Вексель Билибина
ПРИЗРАЧНАЯ НОЧЬ
После Охотска пароход еле полз. Билибин говорил:
— Чем ближе к цели, тем медленнее тащимся. От Ленинграда до Владивостока — десять тысяч километров. Ехали десять суток. От Владивостока до Олы — три тысячи. Шлепаем двенадцать суток. Это — какая-то арифметическая регрессия! И если от Олы до Колымы — шестьсот километров, то будем добираться месяц?
Миндалевич молчал. Он стал совсем неразговорчивым. Отозвался Цареградский, как всегда, примирительно и смиренно, с тонкой усмешечкой:
— Древний и мудрый Восток жить не торопится.
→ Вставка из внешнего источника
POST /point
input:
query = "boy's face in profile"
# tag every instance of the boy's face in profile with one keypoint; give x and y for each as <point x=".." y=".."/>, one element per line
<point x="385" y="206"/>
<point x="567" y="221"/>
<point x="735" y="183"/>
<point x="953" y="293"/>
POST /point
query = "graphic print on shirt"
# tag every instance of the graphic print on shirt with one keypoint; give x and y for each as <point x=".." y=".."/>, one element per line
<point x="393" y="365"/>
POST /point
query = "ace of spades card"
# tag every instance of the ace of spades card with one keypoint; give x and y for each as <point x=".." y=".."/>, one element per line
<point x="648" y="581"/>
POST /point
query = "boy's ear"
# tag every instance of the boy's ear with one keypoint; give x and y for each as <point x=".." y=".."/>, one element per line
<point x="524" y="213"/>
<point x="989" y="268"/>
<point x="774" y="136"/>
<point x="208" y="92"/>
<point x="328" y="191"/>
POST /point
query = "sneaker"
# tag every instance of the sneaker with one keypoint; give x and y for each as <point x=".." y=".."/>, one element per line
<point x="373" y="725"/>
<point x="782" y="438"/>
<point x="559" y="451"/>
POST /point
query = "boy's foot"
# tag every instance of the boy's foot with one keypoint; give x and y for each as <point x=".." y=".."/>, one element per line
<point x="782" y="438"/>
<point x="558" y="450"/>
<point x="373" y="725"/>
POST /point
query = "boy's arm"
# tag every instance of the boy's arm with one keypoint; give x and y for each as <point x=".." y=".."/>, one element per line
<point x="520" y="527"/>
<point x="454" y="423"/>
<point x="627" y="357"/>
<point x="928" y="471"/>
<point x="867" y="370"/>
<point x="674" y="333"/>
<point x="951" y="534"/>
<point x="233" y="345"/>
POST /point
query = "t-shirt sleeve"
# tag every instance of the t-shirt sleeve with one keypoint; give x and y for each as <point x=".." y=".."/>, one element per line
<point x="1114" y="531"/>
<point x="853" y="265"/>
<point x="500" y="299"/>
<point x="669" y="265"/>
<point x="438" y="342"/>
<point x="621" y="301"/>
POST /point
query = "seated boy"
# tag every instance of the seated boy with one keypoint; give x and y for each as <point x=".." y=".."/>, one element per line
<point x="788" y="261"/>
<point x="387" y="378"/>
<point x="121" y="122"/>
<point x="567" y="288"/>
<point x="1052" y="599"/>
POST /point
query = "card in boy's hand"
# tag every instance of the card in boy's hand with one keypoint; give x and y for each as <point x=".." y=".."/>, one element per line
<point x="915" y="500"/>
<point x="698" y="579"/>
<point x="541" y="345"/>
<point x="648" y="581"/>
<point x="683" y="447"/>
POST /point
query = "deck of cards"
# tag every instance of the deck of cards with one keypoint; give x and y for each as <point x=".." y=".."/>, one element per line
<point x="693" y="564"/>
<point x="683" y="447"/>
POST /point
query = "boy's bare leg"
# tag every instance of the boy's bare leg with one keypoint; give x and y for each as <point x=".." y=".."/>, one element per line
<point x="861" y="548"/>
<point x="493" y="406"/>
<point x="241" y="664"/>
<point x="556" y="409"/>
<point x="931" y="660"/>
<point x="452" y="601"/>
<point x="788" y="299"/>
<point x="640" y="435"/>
— Изрек Стамбулов! — добавил Билибин.
А море покачивало судно, и чем мористее отходили, тем гуще обливало молоком непроницаемого тумана. Лишь когда вошли в Тауйскую губу, волны улеглись, и туман отступил. Пароход поплыл по гладкой, словно отполированной ветрами воде, и она держала его, как на огромной плоской тарелке.
За бортом стали появляться касатки, нерпы. Ныряя, они сопровождали судно, доставляя нехитрое развлечение матросам и пассажирам. Иногда взлетали над горизонтом фонтаны воды, выбрасываемые китами, и, те, кто успевал увидеть эти фонтаны, радовались и почитали себя счастливыми и зоркими.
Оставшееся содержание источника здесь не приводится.